Opening their (foreseeably) final show, Noah Dillon and his band set the mood for the night with their fun-spirited ways. Dillion was in terrific form, freely engaging with the audience between songs; dedicating fan-favourite Jersey Street to his grandma, while he declared that the driven pop of Maggots is a song about “living in a share house, coming out, seeing maggots everywhere and going ‘who the fuck left the cheese out again?'” Last song, Disappear, was a pogoing, lively number with its punkish, Green Day-like Nimrod-era verses.

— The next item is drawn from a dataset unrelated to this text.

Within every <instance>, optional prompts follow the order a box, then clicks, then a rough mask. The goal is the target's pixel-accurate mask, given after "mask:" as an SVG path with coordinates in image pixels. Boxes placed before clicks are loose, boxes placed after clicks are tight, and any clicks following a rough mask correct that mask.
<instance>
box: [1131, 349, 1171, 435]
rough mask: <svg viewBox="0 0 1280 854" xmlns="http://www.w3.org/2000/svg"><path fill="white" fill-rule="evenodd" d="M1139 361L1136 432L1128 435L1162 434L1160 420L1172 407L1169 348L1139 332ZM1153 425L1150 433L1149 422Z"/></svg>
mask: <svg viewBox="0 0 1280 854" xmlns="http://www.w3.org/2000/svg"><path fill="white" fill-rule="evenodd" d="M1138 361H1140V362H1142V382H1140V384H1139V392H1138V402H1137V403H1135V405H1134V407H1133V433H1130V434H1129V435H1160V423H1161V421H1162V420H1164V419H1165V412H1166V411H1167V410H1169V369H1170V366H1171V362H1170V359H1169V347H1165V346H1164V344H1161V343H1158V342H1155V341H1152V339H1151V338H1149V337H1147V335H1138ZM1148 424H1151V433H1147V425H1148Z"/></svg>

Next up were the sister-led Flossy, who wasted no time in getting the crowd bouncing along to their catchy and infectious riot grrrl meets Elastica guitar pop. Set opener Holiday was a solid stand out, as was the punky Car Song, while the lush vibes of We’re Better off Friends demonstrated the band’s melodic sensibilities. They also premiered new song, Carry On, before rounding out their set with recent single Being Alone, which had the crowd enthusiastically clapping along, and finished on the rocking Bad Thing.

City Calm Down

With the Rosemount now reaching capacity and the audience’s anticipation palpable, City Calm Down‘s arrival on stage was greeted with a rapturous response. Having just announced that this tour will be the last for the foreseeable future, the crowd was determined to make the most of their last opportunity to catch one of Australia’s brightest indie lights of the past decade, and were instantly rewarded as the band launched with recent album opener, Television, before segueing into the new-wave moodiness of Rabbit Run and the emotive Blood.

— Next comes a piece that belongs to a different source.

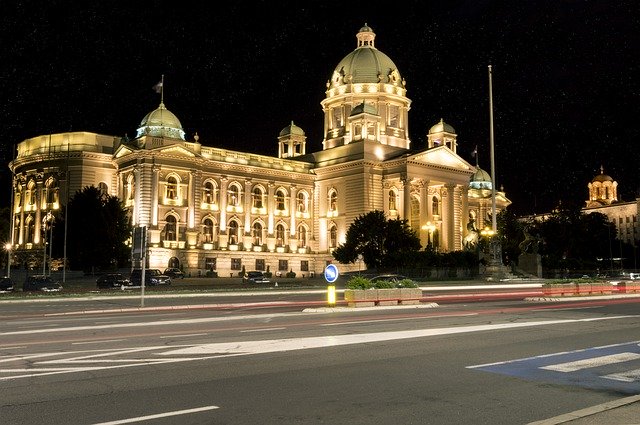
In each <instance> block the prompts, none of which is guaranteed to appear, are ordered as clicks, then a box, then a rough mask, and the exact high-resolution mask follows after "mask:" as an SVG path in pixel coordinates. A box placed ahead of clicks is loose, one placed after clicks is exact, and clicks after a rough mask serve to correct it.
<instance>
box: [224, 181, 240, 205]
mask: <svg viewBox="0 0 640 425" xmlns="http://www.w3.org/2000/svg"><path fill="white" fill-rule="evenodd" d="M227 204H228V205H230V206H232V207H239V206H240V205H242V189H241V188H240V186H238V185H237V184H231V185H229V188H228V189H227Z"/></svg>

The band faultlessly guided their way through an even spread of songs from their releases, with frontman Jack Bourke making use of the Rosemount’s recent renovations; gripping the exposed pipes to extend himself out into the adoring crowd.

City Calm Down

Pride was the biggest turning point in the set, taking all and sundry to the next level with its pulsing rhythm session and sing-along choruses, before finishing with the knock out one-two of the U2-esque Visions of Graceland and the massive In This Modern Land.